It is claimed that the trend of recent decisions in the New York courts has been away from the former holdings because of this amendment. The Ohio statute (Gen. Code Ohio, § 9469*) contains the same provision as section 232. The courts of neither state seem to lay any stress on this particular provision. In effect it is a declaration only that an agreement between the parties is binding upon the parties. Despite these provisions and since their enactment the courts have held that reasonable amendments do not invalidate a certificate theretofore issued.
The amendment in question is to be construed in accordance with the laws of the state of Ohio. As so construed by courts of that state and the Federal courts, this amendment is binding upon the insured.
The further claim is made on behalf of the plaintiff that irrespective of the effect of the amendment, the defendant is liable on the policy because the constitution in force in 1933 provided that the order would only be exempt from such items in the insuring clause as came within items 3 to 10 of section 4 and 5 of this article, and further that insured voluntarily exposed himself to unnecessary danger in an effort to save a human life — his own human life. It is clear from the reading of the exemptions specified in section 9 of article IY of the constitution that there are many other exemptions than those included within items 3 to 10 of sections 4 and 5 of that article. These particular items refer to losses of specific members of the body. In the exemptions are included losses by reason of death, disability, and loss of time, different and separate from the losses specified in items 3 to 10. An illustration of the distinction is found in the statement that these exemptions relate to death, disability, or loss resulting from intentionally self-inflicted injuries (fatal or otherwise), and self-destruction (while sane or insane).

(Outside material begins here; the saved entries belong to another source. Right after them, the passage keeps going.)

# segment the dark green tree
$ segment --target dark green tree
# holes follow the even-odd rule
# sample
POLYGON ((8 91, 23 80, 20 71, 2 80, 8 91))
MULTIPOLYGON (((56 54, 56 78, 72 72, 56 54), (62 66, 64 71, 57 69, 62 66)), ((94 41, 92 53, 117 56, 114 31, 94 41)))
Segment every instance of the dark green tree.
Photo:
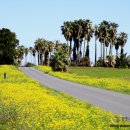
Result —
POLYGON ((0 64, 13 64, 19 40, 7 28, 0 29, 0 64))

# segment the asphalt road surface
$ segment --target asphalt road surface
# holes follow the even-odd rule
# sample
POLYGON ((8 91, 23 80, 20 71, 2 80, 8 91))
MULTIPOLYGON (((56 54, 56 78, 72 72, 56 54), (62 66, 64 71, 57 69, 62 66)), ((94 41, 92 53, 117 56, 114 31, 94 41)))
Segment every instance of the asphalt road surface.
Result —
POLYGON ((65 81, 32 67, 19 67, 19 69, 46 87, 67 93, 115 114, 130 117, 130 95, 65 81))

Section 9 exempts the defendant from liability in the ease of “injuries intentionally inflicted by others resulting in death, or from voluntary exposure to unnecessary danger or to over-exertion, unless in an effort to save human life.” A reading of this portion of the section is sufficient to show that the reference to “human life” is to life other than the insured. This is the only reasonable interpretation. Even conceding plaintiff’s contention, it could hardly be said that the insured voluntarily exposed himself to save his own life. “Voluntarily” means the will to do something. Certainly insured did not will to so expose himself. These contentions made by the plaintiff with reference to the exemptions under the provisions of the constitution of 1033 cannot be sustained.
A decree may be entered dismissing the complaint, with costs.